By Nora Burba Trulsson | Photograph by Steven Meckler
When Moniqua Lane was working as an attorney, she would walk from her home in Tucson’s Armory Park neighborhood to her office in adjacent Barrio Viejo, passing an old motel with a distinctive curved-glass block wall. “I’ve always had a crush on downtown,” the Tucson native says, “and this building spoke to me.”
In 2012, she learned the motel was on the market, so she and her business partner, Phil Lipman, bought it. After a renovation, they opened it as The Downtown Clifton, an urban motel with a “vintage meets modern” vibe that’s been drawing everyone from millennials and Europeans to road warriors and retirees.
Built in 1947 by Tucson businessman and rancher Joseph M. King, the 10-room motel — located on old U.S. Route 80 leading south from downtown — was called the Town Motel. More recently, motel rooms were rented as studio apartments.
When the partners acquired the motel, the bones were good, the old concrete floors intact and the bathrooms clad in original pastel tiles. They worked with Tucson designer and musician Clif Taylor (hence the motel’s name) to renovate and furnish the rooms, keeping most of the original fittings. “We all grew up in Tucson,” Lane says, “and we wanted to channel an authentic Tucson feeling here.”

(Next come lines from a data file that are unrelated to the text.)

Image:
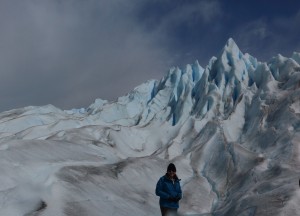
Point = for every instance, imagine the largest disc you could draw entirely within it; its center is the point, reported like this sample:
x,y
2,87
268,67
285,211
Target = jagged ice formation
x,y
231,128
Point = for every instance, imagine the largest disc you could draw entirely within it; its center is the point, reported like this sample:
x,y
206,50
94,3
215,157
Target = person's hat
x,y
171,167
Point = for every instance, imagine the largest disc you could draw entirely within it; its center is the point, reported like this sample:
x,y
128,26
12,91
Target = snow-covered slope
x,y
231,128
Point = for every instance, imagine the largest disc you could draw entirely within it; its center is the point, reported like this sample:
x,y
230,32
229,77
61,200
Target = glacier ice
x,y
231,128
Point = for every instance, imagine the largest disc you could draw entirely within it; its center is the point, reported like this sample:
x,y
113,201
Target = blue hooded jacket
x,y
169,192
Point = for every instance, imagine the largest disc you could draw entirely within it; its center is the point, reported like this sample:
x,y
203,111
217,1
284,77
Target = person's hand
x,y
177,198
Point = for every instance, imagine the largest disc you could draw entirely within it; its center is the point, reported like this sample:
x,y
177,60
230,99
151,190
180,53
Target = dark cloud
x,y
70,52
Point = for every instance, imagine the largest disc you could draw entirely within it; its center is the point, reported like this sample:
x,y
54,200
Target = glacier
x,y
231,128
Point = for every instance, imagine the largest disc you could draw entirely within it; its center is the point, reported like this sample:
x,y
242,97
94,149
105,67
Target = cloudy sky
x,y
70,52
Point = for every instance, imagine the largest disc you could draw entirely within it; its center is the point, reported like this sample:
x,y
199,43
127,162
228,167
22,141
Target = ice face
x,y
231,129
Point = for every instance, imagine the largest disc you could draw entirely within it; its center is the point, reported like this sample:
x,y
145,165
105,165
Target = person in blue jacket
x,y
169,190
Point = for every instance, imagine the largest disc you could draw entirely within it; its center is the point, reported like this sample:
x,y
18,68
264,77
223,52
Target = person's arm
x,y
159,191
179,195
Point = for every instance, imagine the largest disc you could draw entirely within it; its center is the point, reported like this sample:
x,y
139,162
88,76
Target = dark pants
x,y
168,211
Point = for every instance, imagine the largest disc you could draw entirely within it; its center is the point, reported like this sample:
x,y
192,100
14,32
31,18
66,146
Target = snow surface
x,y
231,128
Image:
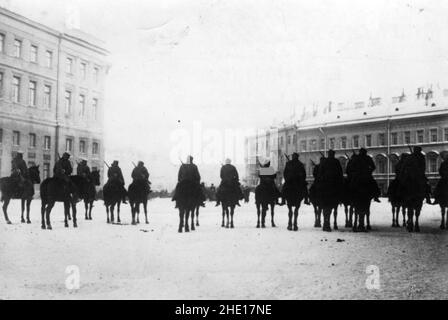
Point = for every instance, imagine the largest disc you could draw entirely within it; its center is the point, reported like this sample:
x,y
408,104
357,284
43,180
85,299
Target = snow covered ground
x,y
156,262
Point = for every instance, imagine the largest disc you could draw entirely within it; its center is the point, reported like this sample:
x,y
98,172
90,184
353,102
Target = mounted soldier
x,y
230,181
114,174
141,174
19,170
295,175
83,169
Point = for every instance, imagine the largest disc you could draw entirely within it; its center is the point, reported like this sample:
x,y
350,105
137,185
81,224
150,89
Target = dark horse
x,y
293,193
187,198
10,190
441,196
361,199
138,192
54,190
112,196
229,196
88,192
265,196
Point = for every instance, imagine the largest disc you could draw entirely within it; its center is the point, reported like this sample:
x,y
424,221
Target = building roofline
x,y
54,32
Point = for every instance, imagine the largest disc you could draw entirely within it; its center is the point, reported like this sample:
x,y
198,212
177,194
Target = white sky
x,y
241,63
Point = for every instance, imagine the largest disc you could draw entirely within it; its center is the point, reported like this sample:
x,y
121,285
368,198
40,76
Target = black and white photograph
x,y
223,150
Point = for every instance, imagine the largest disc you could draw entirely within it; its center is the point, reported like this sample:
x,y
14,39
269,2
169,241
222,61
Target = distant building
x,y
51,94
386,130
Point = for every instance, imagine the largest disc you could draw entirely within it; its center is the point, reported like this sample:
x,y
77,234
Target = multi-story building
x,y
51,94
385,129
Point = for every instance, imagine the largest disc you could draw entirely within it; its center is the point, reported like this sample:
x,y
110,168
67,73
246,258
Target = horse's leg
x,y
197,216
28,206
296,214
5,210
442,211
410,223
223,214
187,216
181,219
335,218
22,207
50,206
417,215
327,214
42,212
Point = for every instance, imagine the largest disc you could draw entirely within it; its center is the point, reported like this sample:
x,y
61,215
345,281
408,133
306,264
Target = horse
x,y
112,196
187,198
54,190
9,190
265,197
89,193
229,197
441,196
138,192
396,204
293,193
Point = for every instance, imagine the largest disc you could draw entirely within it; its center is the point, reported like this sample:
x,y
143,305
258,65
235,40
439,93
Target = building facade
x,y
51,94
386,130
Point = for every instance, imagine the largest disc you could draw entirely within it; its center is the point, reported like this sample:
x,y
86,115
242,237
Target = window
x,y
2,42
433,135
32,143
68,102
32,93
83,70
343,142
95,148
82,105
46,171
420,136
16,138
82,146
96,72
17,48
381,139
69,65
47,143
303,145
33,54
355,141
47,97
368,140
16,89
394,138
332,143
68,145
48,59
407,137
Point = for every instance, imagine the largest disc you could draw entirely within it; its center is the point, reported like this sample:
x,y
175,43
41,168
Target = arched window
x,y
432,162
381,163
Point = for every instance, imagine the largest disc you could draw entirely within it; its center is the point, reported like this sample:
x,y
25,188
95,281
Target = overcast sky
x,y
243,64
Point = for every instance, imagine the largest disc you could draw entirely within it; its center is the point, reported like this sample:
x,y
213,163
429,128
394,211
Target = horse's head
x,y
95,177
34,174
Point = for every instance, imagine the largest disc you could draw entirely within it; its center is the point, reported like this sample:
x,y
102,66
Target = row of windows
x,y
48,62
47,90
381,140
32,142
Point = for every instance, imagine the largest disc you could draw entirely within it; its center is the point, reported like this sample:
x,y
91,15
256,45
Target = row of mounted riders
x,y
70,189
329,190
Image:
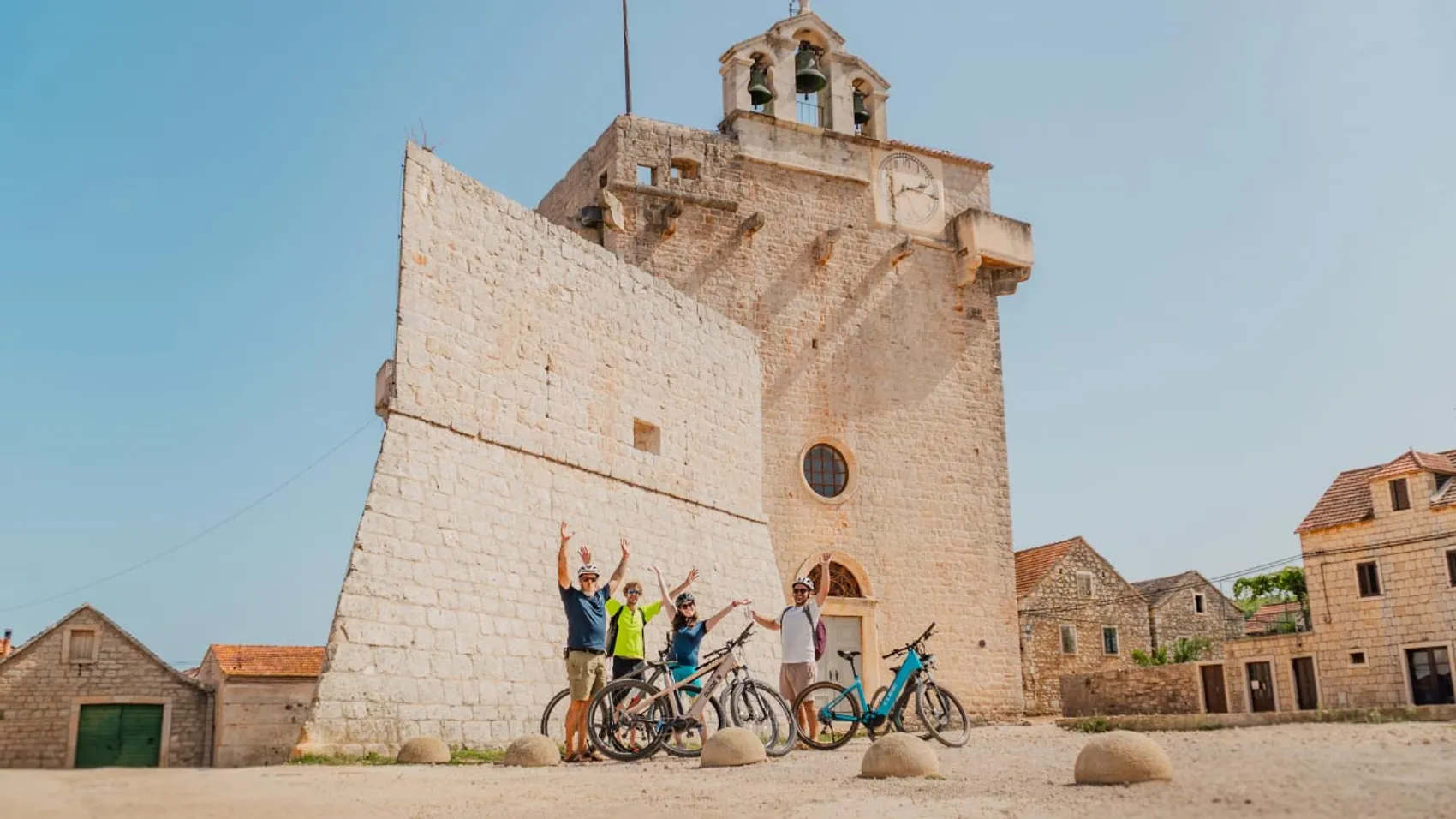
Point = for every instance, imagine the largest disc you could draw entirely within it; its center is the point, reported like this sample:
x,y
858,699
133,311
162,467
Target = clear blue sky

Taylor scoured local vintage stores for period dressers, nightstands and chairs, and commissioned custom platform beds, which sport colorful saddle-blanket bedspreads, creating an “urban dude ranch” look. Rooms are detailed with swag lamps, works by local artists and vintage highball glasses. In a nod to current times, rooms have flat-screen TVs, free Wi-Fi and minibars stocked with Mexican sodas and Tucson-made snacks.
Outside, a Día de los Muertos mural is a parking lot focal point next to a courtyard where guests are encouraged to hang out and grill. Vintage bikes are available to borrow.

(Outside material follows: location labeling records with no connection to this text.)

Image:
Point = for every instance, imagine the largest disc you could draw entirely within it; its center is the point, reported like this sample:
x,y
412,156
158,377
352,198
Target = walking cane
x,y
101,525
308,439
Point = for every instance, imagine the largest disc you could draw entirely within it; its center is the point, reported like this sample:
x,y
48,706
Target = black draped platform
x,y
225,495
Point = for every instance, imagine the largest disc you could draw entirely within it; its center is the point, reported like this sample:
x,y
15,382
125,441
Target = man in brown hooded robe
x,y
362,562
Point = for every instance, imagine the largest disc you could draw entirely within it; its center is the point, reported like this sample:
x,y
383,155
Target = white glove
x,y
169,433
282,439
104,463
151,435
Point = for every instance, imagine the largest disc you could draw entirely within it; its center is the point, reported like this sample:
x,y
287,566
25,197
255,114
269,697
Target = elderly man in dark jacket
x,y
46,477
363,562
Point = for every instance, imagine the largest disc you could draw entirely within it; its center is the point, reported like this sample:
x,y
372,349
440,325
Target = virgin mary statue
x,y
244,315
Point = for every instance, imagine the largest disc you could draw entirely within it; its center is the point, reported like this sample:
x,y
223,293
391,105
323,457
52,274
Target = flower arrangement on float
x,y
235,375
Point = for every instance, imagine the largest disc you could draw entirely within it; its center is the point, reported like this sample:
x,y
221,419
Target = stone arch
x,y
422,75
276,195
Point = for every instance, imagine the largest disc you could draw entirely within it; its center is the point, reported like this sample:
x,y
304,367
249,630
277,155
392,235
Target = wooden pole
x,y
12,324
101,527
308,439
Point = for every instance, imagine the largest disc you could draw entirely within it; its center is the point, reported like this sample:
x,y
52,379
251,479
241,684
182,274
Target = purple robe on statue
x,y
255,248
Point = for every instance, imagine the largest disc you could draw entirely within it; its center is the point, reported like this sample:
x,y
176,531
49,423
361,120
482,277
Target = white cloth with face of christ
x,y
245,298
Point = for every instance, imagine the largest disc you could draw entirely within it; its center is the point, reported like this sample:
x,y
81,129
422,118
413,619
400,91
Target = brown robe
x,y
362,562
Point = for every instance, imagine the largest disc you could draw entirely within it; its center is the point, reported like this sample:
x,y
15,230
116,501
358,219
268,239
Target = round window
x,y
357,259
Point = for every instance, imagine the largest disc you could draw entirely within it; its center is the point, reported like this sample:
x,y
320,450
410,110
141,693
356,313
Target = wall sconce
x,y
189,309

In the office, manager Nick Delisle makes sure everyone gets a coupon to use toward breakfast at nearby 5 Points Market & Restaurant, and gives directions to downtown’s burgeoning restaurant and bar scene a short walk north. There’s also a curated collection of vinyl (everything from David Cassidy to Rick Danko) and portable record players to borrow.
Lane admits the partners weren’t sure how the hotel would go over when it opened in 2015, and even mulled developing the property into offices or homes, but their worries soon ceased. “We’ve had overwhelming response from guests and neighbors, because it’s something different,” she says. “It’s become a vibrant part of the community.”
The bottom line? An expansion this year on vacant land next door will add 18 rooms, a pool, a restaurant and a bar.